TUESDAY September 15, 2020
By Joe Lihundi
Tranquility News Reporter, Arusha, Tanzania
The East African Legislative Assembly Speaker, Mr Martin Ngoga, has challenged members of the business community in the region to voice challenges they face in cross-border trade.
Mr Ngoga said the East African Community (EAC) abounds with restrictions compounded by nationalistic interests notwithstanding the Common Market Protocol in place allowing free movement of goods and services across the bloc.
“How many times have you gone to the East African Court of Justice (EACJ) to challenge the restrictions,” queried Mr Ngoga when addressing leaders of the business community in Arusha recently.
The East African Business Council (EABC) had in collaboration with the GIZ Creating Perspectives Project convened a consultative CEOs Roundtable Meeting to explore approaches for revamping their businesses amid the global Coronavirus (Covid-19) pandemic.
Mr Ngoga said the EAC integration agenda was a collective responsibility that called for the business community to provide leadership to challenge politicians.

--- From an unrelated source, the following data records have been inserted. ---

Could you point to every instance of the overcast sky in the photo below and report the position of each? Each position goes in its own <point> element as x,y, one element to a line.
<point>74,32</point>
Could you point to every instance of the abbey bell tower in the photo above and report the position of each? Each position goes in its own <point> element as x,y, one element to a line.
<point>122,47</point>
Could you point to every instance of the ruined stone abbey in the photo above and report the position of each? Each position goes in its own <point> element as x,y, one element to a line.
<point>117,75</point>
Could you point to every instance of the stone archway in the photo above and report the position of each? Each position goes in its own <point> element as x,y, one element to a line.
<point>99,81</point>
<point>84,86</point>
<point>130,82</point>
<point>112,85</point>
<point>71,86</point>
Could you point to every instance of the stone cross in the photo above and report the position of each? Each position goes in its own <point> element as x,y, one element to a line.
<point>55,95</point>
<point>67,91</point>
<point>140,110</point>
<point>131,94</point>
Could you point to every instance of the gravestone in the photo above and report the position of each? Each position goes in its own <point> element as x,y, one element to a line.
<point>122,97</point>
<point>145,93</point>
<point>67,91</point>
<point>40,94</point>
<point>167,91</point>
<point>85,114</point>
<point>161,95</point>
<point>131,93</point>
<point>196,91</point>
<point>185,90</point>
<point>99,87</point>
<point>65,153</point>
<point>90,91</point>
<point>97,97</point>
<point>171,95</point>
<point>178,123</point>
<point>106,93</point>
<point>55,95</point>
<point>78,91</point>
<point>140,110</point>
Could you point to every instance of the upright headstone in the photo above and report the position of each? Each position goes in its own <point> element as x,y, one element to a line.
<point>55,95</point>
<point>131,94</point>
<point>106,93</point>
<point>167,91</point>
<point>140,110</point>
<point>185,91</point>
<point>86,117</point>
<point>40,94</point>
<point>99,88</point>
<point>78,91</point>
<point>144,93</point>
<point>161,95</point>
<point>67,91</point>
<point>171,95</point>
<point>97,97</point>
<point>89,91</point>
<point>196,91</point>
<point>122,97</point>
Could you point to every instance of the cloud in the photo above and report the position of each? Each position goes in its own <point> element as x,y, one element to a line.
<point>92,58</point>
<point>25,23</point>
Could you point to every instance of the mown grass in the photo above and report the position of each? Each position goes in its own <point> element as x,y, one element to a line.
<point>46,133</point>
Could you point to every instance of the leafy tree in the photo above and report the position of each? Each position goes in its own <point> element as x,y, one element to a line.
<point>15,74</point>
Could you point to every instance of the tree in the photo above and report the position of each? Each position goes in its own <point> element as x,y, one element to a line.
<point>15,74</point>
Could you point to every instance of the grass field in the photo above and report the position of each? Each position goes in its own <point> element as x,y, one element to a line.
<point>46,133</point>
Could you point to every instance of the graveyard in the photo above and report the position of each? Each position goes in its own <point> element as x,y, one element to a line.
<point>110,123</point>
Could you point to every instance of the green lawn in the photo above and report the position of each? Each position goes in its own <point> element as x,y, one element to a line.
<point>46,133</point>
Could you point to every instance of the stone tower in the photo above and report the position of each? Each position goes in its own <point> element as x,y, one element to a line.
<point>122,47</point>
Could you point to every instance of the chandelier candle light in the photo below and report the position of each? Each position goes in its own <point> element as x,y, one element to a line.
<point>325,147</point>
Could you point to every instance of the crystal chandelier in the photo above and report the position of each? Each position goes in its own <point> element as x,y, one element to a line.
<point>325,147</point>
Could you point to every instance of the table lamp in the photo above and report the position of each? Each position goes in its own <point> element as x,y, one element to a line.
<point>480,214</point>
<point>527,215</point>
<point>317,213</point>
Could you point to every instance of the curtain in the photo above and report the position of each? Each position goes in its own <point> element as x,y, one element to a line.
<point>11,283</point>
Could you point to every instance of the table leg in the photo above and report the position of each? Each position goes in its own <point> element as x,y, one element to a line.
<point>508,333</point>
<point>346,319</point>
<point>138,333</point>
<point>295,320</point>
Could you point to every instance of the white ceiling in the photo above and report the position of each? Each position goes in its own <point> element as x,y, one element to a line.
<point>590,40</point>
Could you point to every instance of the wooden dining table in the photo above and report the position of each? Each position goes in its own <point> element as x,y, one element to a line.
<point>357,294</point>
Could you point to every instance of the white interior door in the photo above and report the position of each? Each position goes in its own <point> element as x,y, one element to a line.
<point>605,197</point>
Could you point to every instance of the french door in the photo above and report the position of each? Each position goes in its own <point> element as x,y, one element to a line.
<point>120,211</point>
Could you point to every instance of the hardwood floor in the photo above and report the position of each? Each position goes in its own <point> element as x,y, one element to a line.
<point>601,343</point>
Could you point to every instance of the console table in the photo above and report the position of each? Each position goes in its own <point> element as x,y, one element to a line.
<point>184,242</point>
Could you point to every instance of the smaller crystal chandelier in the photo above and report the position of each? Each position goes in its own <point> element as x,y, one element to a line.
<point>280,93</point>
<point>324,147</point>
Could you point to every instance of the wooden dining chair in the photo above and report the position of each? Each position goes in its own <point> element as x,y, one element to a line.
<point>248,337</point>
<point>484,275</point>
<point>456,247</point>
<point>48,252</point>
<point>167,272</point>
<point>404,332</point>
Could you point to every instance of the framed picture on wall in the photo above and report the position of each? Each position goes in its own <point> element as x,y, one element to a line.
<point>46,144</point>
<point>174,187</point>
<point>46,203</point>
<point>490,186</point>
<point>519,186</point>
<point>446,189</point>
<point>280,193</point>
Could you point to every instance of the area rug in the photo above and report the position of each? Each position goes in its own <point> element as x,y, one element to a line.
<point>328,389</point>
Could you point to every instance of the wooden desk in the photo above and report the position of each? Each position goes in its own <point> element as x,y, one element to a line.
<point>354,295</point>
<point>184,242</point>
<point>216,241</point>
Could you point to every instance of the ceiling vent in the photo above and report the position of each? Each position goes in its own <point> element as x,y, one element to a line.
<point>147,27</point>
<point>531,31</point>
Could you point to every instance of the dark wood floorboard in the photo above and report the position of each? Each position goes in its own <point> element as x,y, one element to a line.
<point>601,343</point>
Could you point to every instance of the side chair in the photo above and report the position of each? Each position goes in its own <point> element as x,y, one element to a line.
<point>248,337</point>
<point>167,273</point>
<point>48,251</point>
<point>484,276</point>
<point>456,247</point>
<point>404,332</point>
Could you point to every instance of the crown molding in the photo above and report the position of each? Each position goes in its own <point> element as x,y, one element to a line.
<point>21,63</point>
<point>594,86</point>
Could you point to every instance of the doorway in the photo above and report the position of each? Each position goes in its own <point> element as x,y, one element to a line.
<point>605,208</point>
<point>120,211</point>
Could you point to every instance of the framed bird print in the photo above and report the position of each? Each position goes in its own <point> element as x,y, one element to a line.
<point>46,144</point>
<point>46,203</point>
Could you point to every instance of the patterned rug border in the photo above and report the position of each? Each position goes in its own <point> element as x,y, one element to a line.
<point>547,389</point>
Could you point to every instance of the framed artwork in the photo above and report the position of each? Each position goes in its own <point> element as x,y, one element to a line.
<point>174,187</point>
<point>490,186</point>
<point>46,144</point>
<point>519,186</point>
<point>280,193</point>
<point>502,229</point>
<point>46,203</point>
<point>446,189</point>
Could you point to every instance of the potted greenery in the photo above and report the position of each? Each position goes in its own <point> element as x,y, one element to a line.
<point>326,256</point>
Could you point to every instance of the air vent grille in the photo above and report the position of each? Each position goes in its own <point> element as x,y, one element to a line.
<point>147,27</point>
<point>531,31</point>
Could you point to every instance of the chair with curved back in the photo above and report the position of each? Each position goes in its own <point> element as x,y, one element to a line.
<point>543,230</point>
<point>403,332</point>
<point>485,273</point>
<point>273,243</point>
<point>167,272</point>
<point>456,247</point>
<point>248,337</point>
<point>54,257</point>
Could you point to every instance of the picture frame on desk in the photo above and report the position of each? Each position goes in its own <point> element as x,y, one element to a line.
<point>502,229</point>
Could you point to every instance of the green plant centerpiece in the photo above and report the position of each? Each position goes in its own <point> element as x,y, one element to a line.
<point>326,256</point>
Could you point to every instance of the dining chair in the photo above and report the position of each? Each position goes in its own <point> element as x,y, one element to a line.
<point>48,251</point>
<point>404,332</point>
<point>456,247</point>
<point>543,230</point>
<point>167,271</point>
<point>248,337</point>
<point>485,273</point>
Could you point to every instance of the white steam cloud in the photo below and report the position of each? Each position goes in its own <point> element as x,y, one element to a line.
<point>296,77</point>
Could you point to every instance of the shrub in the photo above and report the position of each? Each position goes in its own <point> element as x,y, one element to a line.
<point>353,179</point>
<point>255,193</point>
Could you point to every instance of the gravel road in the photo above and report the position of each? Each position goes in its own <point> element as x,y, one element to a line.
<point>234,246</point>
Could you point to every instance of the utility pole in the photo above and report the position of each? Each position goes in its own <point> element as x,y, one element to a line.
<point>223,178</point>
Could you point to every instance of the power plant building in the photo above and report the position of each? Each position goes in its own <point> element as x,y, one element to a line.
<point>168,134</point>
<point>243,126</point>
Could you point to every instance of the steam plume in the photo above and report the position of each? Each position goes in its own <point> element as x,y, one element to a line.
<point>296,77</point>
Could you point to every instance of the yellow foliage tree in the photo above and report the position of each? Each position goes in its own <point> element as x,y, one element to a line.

He said leaders, who drafted the EAC Treaty, believed the community would be secure if it was driven by the private sector. Article 7 of the Treaty establishing the EAC says operational principles of the community shall include a people-centre and a market-driven cooperation.
Mr Ngoga said security of the community should not be entrusted to the goodwill of politicians alone, but rather on laws and structures of the bloc.
“It’s time the business community challenged policies in place and even petitioned the assembly to promptly resolve some of the bottlenecks you face,” said Mr Ngoga, adding:
“Organise yourselves and defend your interests, not as nationals but as citizens of the region.” He admitted that geopolitical thinking was the major challenge in the integration process at the moment.
The EABC Chief Executive Officer, Mr Peter Mathuki, showered Tanzania with praises for keeping its borders open in the wake of the pandemic, saying the move sustained the intra-EAC trade and refilled the region’s food basket.
Mr Mathuki called on the CEOs to reform their business models in the advent of the Covid-19 in a bid to tap into the regional supply chains and drive economic growth.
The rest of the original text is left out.